腸内細菌叢を整え、生活習慣病を防ぐ

10月27日、ヤクルトホール(東京都港区)で「第9回腸内フローラシンポジウム:腸内フローラと生活習慣病〜食生活とのかかわり」(主催:ヤクルト・バイオサイエンス研究財団)が開催された。この中で、光岡知足氏(東大名誉教授)らが健康管理に大きな影響を及ぼす腸内細菌の役割について述べた。

食餌成分が健康増進に不可欠であることは明らか(光岡氏)

光岡氏は「ヒトの健康における腸内フローラコントロールの意義」と題して講演。腸内細菌の働きについて、「腸内の有害菌は有害物質を発生させ、日和見感染を起こす」とし、有用菌による腸内細菌叢の整備の必要性を述べた。ビフィズス菌などに代表される有用菌は、「有害菌の増殖を防止し、免疫機能の促進を行い、がん、動脈硬化、高血圧、肝硬変などの発症リスクを抑えるため、腸内の有害菌を減らすことが重要性である」と説いた。

また、食餌と生活習慣病との密接な関係にもふれ、「日本人の死因は欧米人のパターンに類似してきた。高血圧症、高脂血症、脳卒中、心臓病、糖尿病、がん、などの生活習慣病に悩まされている」とし、これを「食習慣の変化によるものである」と指摘。 この点について、「最適の腸内フローラは栄養バランスのとれた食餌と機能性食品を上手に利用することによって達成される。食餌および食餌成分が健康増進に不可欠であることは明らか」とし、機能性食品の活用を提案した。

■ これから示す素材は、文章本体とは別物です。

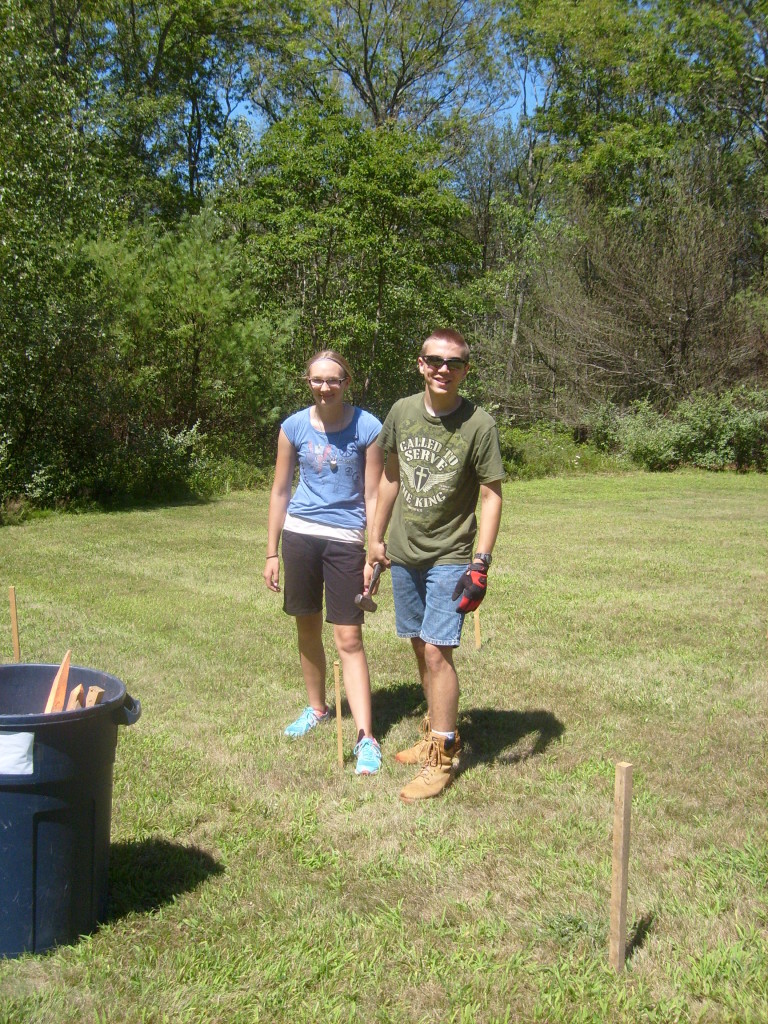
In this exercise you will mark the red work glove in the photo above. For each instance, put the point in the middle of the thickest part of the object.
(471, 587)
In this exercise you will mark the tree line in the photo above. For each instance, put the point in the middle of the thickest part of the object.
(196, 195)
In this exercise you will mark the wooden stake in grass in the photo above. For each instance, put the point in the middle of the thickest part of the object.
(14, 624)
(339, 741)
(622, 815)
(58, 686)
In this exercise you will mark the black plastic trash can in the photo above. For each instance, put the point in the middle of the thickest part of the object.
(55, 806)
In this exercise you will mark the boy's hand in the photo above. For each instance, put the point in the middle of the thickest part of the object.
(471, 587)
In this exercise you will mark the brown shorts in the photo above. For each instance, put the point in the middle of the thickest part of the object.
(311, 562)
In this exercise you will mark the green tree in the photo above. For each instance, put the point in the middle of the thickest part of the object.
(358, 232)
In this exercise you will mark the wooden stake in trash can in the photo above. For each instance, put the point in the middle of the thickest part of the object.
(76, 698)
(339, 741)
(622, 815)
(58, 687)
(14, 624)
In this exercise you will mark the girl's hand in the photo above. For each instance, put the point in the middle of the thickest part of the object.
(271, 573)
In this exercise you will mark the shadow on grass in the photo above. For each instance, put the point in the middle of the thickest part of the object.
(642, 929)
(392, 704)
(486, 732)
(145, 876)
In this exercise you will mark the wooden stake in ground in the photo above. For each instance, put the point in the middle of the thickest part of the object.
(339, 741)
(14, 624)
(58, 687)
(622, 815)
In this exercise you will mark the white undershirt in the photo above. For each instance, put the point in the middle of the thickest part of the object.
(345, 535)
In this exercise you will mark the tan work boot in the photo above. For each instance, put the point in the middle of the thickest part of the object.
(437, 771)
(417, 754)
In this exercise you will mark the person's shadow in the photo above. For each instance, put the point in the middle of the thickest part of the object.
(485, 732)
(145, 876)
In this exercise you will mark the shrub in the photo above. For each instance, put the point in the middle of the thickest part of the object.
(549, 450)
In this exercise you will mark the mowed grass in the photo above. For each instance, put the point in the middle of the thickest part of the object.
(254, 881)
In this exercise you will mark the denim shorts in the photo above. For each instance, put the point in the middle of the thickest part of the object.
(423, 605)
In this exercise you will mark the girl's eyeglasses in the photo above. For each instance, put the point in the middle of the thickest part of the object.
(331, 381)
(437, 361)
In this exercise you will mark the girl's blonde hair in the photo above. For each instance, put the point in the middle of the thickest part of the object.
(330, 353)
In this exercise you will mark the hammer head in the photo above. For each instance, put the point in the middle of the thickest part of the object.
(363, 600)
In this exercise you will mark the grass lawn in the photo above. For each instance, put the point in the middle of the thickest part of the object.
(254, 881)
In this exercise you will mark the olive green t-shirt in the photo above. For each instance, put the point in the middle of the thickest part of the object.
(443, 461)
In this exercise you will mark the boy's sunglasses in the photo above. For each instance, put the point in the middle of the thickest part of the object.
(437, 361)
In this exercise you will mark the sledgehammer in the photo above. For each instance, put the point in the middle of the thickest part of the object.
(363, 600)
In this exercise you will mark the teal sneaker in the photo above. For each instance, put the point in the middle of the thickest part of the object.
(369, 756)
(306, 721)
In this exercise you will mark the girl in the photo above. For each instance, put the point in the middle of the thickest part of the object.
(323, 527)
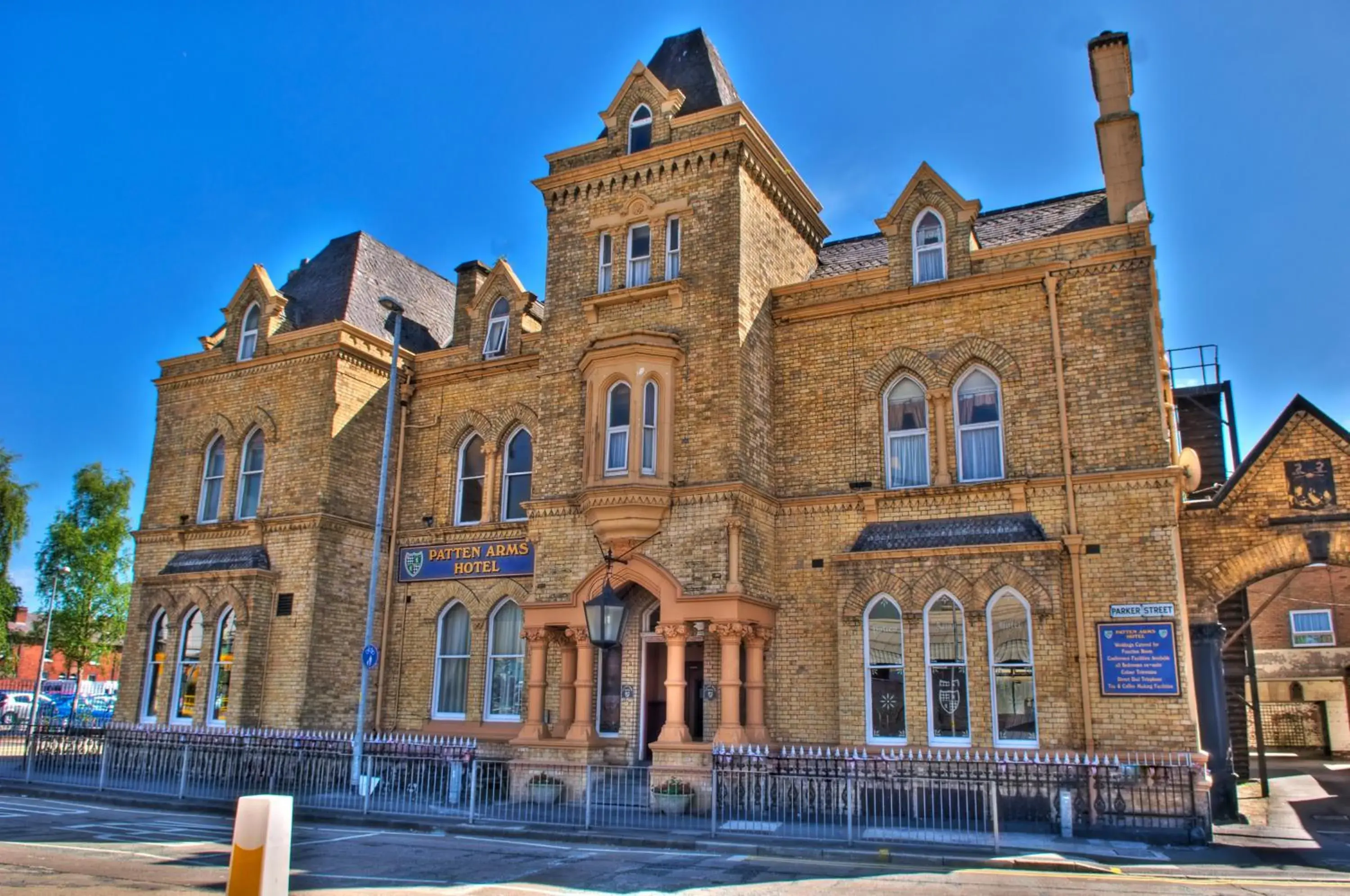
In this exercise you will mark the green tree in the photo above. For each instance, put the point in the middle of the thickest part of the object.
(14, 525)
(90, 538)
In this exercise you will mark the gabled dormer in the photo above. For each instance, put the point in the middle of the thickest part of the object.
(929, 231)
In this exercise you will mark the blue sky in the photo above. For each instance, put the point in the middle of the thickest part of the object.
(153, 152)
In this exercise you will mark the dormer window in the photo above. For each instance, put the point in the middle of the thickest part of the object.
(249, 332)
(640, 129)
(929, 247)
(496, 342)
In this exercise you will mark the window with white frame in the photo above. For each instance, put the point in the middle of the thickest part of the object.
(516, 474)
(639, 255)
(929, 247)
(607, 264)
(157, 654)
(223, 664)
(640, 129)
(883, 651)
(673, 243)
(505, 663)
(1012, 670)
(979, 427)
(250, 477)
(948, 691)
(212, 481)
(189, 667)
(451, 686)
(469, 494)
(906, 435)
(1311, 629)
(249, 332)
(616, 428)
(496, 342)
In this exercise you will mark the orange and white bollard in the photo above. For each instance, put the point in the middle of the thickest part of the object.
(260, 857)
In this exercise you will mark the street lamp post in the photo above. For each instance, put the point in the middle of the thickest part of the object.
(369, 655)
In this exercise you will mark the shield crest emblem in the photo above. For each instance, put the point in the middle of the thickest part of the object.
(414, 562)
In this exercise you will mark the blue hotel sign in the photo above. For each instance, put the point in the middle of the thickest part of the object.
(468, 560)
(1138, 659)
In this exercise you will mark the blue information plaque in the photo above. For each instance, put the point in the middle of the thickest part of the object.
(1138, 659)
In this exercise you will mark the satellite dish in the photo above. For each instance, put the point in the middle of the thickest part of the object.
(1190, 463)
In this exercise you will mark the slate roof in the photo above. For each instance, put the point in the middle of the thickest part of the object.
(999, 227)
(218, 560)
(347, 278)
(1005, 528)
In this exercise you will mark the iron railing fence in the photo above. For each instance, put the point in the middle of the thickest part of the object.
(821, 794)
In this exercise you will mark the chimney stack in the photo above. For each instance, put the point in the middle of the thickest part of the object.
(1118, 127)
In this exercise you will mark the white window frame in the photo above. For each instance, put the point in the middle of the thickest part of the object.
(507, 473)
(928, 672)
(867, 674)
(497, 327)
(611, 431)
(1030, 664)
(245, 474)
(674, 235)
(1322, 612)
(940, 247)
(207, 478)
(492, 660)
(960, 428)
(466, 658)
(906, 434)
(461, 478)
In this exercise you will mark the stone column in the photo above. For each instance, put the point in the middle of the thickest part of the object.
(677, 636)
(731, 635)
(756, 641)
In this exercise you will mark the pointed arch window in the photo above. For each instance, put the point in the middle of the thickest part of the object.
(518, 474)
(250, 477)
(469, 494)
(1012, 670)
(225, 664)
(906, 435)
(157, 654)
(189, 667)
(212, 482)
(451, 687)
(948, 691)
(505, 663)
(979, 427)
(883, 652)
(640, 129)
(616, 428)
(496, 342)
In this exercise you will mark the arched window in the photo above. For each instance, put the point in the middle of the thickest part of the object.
(250, 477)
(157, 654)
(906, 435)
(616, 428)
(929, 247)
(650, 428)
(225, 662)
(944, 643)
(249, 332)
(505, 663)
(496, 342)
(883, 651)
(212, 482)
(640, 129)
(979, 427)
(518, 474)
(451, 687)
(189, 663)
(469, 496)
(1012, 670)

機能性食品の役割については生体調節、免疫増強や抗アレルギーなどの生体防御、下痢、便秘、がん、コレステロール血症、糖尿病などの疾病予防、免疫刺激、抗変異原作用、抗がん作用、抗酸化作用、あるいは腸内腐敗やコレステロール血症の抑制による老化抑制など挙げた。

この他、「免疫栄養と腸内菌」と題した講演で、S.ベングマルク氏は「米国で薬害で毎年6,000人が死亡する」とし、「乳酸菌をヒトの発がん抑制に利用することは興味深く、見込みのあることであり、さらに詳細に調べる価値がある」と述べた。

また、午後の部では「乳酸菌による大腸癌の予防」(Joseph J.Rafter)、「フリーラジカルと生活習慣病--癌予防食の立場から」、「血清脂質レベル低下における乳酸菌および腸内細菌の役割」(ヤクルト本社:綿貫雅章氏)、「生活習慣病とミネラル栄養」(明治製菓:太田篤胤氏)、「乳酸菌の経口投与によるT型糖尿病モデルマウスに対する効果」(ヤクルト本社:松崎健氏)、「ビフィズス菌発酵乳の潰瘍性大腸炎再発防止」(大阪府立成人病センター:石川秀樹)などの講演が行われた。